Cerita Rakyat Sangkuriang
Kisah ini didengar masyarakat sebagai legenda di mana seorang anak laki-laki jatuh cinta pada ibu kandungnya sendiri. Anak lelaki itu pun mengajukan lamaran dan rela melakukan apa pun untuk pujaan hatinya, termasuk membuatkan perahu yang konon amat besar.
Sebelum perahu rampung dibangun, sang ibu berbuat curang untuk membuat alasan menolak lamaran putranya. Mengetahui hal itu, sang putra murka dan membalikkan perahu hingga tertelungkup, yang saat ini dikenal sebagai Tangkuban Perahu.
Namun, cerita rakyat Sangkuriang yang sebenarnya bermula lebih jauh dari penggalan kisah di atas. Kalau kamu ingin mengetahui sinopsis lengkapnya secara runtut, di bawah ini kami sediakan kisahnya untukmu!

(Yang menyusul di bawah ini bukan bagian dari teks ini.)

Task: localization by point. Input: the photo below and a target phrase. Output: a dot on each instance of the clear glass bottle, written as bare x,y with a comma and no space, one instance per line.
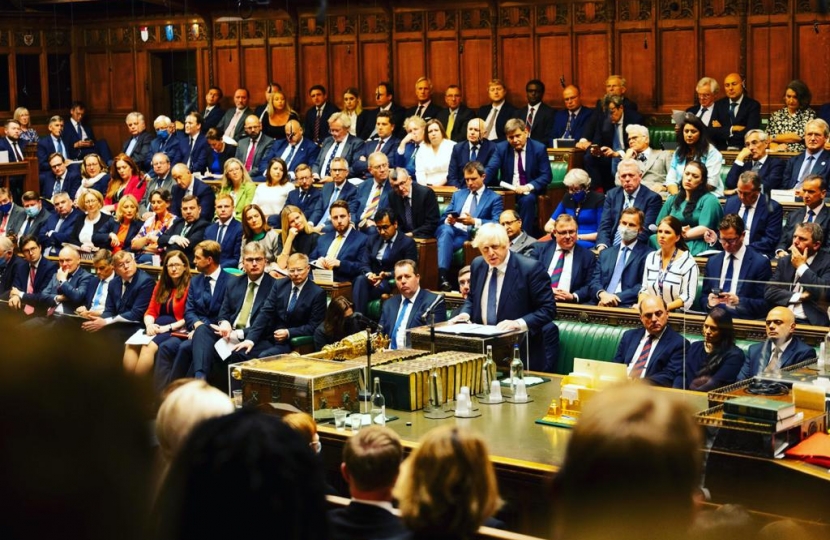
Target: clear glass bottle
517,368
378,410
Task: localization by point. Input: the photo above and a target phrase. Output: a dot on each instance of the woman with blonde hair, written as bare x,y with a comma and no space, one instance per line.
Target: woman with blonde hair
447,487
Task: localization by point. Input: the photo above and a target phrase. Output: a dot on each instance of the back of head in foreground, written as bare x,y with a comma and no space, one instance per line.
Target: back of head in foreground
447,487
238,474
631,469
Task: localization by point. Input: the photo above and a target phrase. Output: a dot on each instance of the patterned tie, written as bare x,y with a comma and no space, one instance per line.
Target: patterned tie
556,274
637,371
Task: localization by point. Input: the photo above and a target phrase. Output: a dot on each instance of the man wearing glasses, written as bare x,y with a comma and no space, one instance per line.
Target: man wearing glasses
735,279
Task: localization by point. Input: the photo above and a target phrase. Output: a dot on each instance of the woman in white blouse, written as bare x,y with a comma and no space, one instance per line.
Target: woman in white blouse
671,271
433,159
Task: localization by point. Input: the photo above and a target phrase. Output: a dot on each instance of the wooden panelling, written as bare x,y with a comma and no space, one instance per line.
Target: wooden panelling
677,84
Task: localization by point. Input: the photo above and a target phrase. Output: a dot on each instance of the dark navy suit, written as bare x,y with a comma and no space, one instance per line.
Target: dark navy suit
353,255
306,152
666,362
537,172
755,272
765,232
461,155
417,313
771,173
525,294
759,354
403,247
231,243
646,200
632,276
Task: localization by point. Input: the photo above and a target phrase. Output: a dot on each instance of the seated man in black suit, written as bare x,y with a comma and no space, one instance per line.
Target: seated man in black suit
801,279
781,349
655,352
416,205
735,278
294,308
388,247
538,116
371,460
411,308
754,157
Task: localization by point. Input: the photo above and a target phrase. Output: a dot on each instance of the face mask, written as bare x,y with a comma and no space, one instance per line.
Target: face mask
627,234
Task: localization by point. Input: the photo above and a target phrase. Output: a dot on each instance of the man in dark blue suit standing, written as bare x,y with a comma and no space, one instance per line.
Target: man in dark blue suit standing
736,277
781,349
389,246
630,194
509,291
411,308
655,352
618,274
523,163
753,157
294,308
762,216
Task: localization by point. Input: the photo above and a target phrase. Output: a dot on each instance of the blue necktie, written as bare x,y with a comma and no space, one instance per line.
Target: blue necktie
492,297
399,321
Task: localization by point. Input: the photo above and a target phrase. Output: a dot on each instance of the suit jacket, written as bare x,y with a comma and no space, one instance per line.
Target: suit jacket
796,217
239,129
353,255
666,361
759,354
360,167
632,276
351,146
141,152
307,314
506,112
771,173
755,272
814,281
542,127
310,118
201,305
43,275
765,232
536,164
748,115
360,521
461,156
578,126
306,152
231,243
195,234
402,248
425,214
203,192
312,206
459,128
490,205
134,302
793,167
262,149
417,313
581,270
646,200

Sepasang Dewa Dewi Dihukum Turun ke Bumi
Alkisah, dahulu kala hiduplah sepasang dewa dan dewi yang berbuat kesalahan dan diusir dari kayangan. Tak hanya diusir ke Bumi, Sang Hyang Tunggal juga mengutuk keduanya menjadi binatang. Sang dewa berubah menjadi anjing yang bernama Si Tumang, sedangkan sang dewi menjelma babi hutan bernama Celeng Wayung Hyang.
Di Bumi, suatu ketika Celeng Wayung Hyang kehausan karena terlalu lama bertapa. Ia pun keluar dan tanpa sengaja meminum air seni seorang raja bernama Sungging Perbangkara yang tertampung di dalam tempurung kelapa (dalam versi cerita lain disebutkan dibuang di daun keladi). Sang Raja membuang air seninya di tempurung kelapa di tengah-tengah dirinya pergi berburu.

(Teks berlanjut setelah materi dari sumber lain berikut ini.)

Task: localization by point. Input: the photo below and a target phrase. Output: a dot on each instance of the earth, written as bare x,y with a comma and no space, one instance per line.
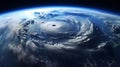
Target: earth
59,37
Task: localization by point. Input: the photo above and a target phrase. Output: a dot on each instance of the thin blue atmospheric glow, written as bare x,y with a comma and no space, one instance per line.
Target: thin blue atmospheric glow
58,7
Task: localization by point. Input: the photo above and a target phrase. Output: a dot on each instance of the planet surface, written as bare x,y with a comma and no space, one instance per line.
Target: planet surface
59,37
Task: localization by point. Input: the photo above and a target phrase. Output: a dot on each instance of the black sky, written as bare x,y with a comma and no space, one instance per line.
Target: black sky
10,5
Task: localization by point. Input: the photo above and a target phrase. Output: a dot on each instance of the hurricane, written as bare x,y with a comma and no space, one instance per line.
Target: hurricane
59,38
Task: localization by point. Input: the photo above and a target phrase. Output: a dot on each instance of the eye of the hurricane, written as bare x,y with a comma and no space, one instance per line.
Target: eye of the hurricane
57,29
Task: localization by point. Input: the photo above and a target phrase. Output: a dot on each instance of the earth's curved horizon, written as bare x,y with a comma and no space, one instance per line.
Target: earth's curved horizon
60,36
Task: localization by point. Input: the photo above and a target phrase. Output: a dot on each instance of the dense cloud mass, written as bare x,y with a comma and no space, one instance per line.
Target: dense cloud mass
60,38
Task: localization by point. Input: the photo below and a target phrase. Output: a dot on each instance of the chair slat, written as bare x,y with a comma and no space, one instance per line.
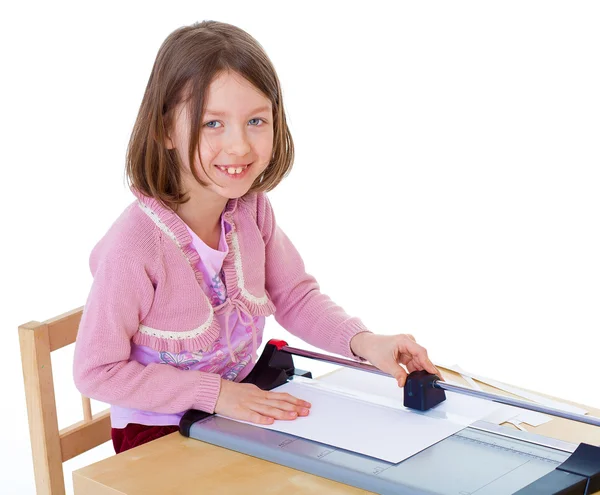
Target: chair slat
62,330
85,435
87,408
41,408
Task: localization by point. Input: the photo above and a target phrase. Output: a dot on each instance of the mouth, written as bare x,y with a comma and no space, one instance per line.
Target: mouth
236,171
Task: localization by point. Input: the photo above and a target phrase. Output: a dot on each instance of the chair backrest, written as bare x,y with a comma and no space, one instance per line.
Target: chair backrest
51,447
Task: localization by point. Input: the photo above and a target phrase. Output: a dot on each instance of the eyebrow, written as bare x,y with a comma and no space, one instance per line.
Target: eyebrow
223,114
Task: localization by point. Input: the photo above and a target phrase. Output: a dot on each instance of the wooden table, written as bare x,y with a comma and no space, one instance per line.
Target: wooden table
178,465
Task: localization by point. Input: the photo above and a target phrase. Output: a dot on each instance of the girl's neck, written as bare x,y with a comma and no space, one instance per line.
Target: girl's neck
202,214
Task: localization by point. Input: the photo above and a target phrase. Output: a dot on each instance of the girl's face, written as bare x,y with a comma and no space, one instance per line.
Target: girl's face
236,137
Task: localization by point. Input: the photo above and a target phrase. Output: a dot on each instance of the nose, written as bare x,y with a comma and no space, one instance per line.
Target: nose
236,142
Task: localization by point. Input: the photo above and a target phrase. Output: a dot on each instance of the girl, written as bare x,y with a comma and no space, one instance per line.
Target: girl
184,278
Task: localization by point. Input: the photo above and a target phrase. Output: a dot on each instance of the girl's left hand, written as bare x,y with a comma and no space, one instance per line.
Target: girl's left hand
388,352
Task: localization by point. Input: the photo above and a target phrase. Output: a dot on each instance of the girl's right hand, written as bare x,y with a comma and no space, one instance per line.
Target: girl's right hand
247,402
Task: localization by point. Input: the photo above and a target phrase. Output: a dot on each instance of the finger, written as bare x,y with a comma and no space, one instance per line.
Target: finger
283,396
420,356
257,418
272,412
286,406
399,374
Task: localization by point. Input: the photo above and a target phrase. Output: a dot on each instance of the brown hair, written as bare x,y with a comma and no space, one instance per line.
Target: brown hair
186,63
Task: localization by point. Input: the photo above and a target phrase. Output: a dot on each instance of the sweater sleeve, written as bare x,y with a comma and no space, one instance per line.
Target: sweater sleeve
121,295
301,308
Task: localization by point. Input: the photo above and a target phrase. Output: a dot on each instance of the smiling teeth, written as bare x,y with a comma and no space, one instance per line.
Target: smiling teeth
232,170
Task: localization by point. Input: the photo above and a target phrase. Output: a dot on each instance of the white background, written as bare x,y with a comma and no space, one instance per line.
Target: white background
446,180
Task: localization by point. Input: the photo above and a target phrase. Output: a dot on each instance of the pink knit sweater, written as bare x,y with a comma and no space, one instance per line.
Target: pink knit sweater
147,290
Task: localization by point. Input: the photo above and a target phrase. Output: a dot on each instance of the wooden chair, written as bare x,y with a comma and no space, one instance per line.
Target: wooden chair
51,447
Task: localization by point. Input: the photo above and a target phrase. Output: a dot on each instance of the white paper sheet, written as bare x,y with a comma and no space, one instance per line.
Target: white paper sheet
359,426
364,413
458,408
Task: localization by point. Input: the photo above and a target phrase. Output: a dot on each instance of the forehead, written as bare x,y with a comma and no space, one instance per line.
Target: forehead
230,92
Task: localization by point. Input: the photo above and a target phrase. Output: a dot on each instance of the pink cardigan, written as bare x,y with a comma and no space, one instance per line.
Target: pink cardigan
147,289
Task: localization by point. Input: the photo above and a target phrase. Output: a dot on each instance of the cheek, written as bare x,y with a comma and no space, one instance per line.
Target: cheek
264,147
208,151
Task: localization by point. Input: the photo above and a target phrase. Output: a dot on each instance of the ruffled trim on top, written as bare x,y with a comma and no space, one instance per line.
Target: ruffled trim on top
172,226
234,279
201,338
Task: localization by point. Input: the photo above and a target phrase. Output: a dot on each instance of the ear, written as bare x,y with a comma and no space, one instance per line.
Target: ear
169,143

Usai meminum air seni Raja Sungging Perbangkara, Wayung Hyang hamil dan melahirkan seorang bayi manusia yang cantik jelita. Tak lama, Raja Sungging kembali ke hutan dan menemukan bayi tersebut, tetapi ia belum tahu kalau sang bayi merupakan putrinya.
Olehnya, sang bayi dibawa pulang ke keraton dan diberi nama Dayang Sumbi atau Rarasati. Seiring berjalannya waktu, Dayang Sumbi tumbuh jadi gadis yang sangat cantik sehingga banyak raja maupun pangeran datang untuk meminangnnya. Sayang, tidak satu pun dari mereka diterima.
Dayang Sumbi Menikahi Seekor Anjing
Lantaran tidak menerima lamaran para raja dan pangeran, timbullah perang di antara mereka. Hal itu membuat Dayang Sumbi pergi mengasingkan diri di sebuah bukit, di mana di sana ia ditemani seekor anjing yang tak lain adalah Si Tumang.
Suatu hari, Dayang Sumbi sedang menenun kain dan torak (alat tenun berupa tabung kecil yang dalamnya berisi kumparan benang pakan) yang dipakainya terjatuh ke bawah balai-balai. Lantaran ia malas turun mengambil, ia pun mengucap sebuah janji bagi siapa pun yang bersedia mengambilkan torak tersebut.
“Barang siapa yang mengambilkan torakku, jika ia laki-laki akan kujadikan suami, dan jika perempuan akan kujadikan ia sebagai saudariku,” tuturnya. Sesaat kemudian, datanglah Si Tumang membawa torak yang terjatuh untuknya. Sebab janjinya sudah terlanjur terucap, ia pun menikahi Si Tumang dan keduanya hidup bersembunyi di dalam hutan.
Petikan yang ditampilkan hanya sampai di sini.